Violin Plot¶
Draw a combination of boxplot and kernel density estimate.
plot: 'violinplot'
Plot-Specific Parameters
hue(str, list, numpy.ndarray, pandas.core.indexes.base.Index, or None, default: None)Semantic variable that is mapped to determine the color of plot elements.
order(list or None, default: None)Order to plot the categorical levels in, otherwise the levels are inferred from the data objects.
hue_order(list or None, default: None)Specify the order of processing and plotting for categorical levels of the hue semantic.
orient(str or None, default: None)Orientation of the plot (vertical or horizontal). This is usually inferred based on the type of the input variables, but it can be used to resolve ambiguity when both x and y are numeric or when plotting wide-form data.
color(matplotlib.colors or None, default: None)Color for all of the elements, or seed for a gradient palette.
palette(str, list, matplotlib.colors.Colormap, or None, default: None)Method for choosing the colors to use when mapping the hue semantic. String values are passed to color_palette(). List values imply categorical mapping, while a colormap object implies numeric mapping.
saturation(float, default: 0.75)Proportion of the original saturation to draw colors at. Large patches often look better with slightly desaturated colors, but set this to 1 if you want the plot colors to perfectly match the input color spec.
fill(bool, default: True)If True, use a solid patch. Otherwise, draw as line art.
inner(str or None, default: None)Representation of the data in the violin interior. One of the following: - “box”: draw a miniature box-and-whisker plot - “quart”: show the quartiles of the data - “point” or “stick”: show each observation
split(bool or None, default: False)Show an un-mirrored distribution, alternating sides when using hue.
width(float, default: 0.8)Width allotted to each element on the orient axis. When native_scale=True, it is relative to the minimum distance between two values in the native scale.
dodge(str or bool, default: ‘auto’)When hue mapping is used, whether elements should be narrowed and shifted along the orient axis to eliminate overlap.
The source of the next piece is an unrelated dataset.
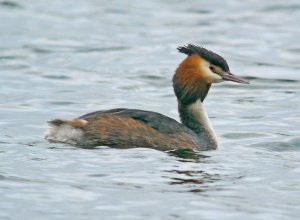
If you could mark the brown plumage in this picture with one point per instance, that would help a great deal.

If “auto”, set to True when the orient variable is crossed with the categorical variable or False otherwise.
gap(float, default: 0)Shrink on the orient axis by this factor to add a gap between dodged elements.
linewidth(float or None, default: None)Width of the gray lines that frame the plot elements.
linecolor(str or None, default: ‘auto’)Color to use for line elements, when fill is True.
cut(float, default: 2)Distance, in units of bandwidth size, to extend the density past the extreme datapoints. Set to 0 to limit the violin range within the range of the observed data (i.e., to have the same effect as trim=True in ggplot).
gridsize(int, default: 100)Number of points in the discrete grid used to compute the kernel density estimate.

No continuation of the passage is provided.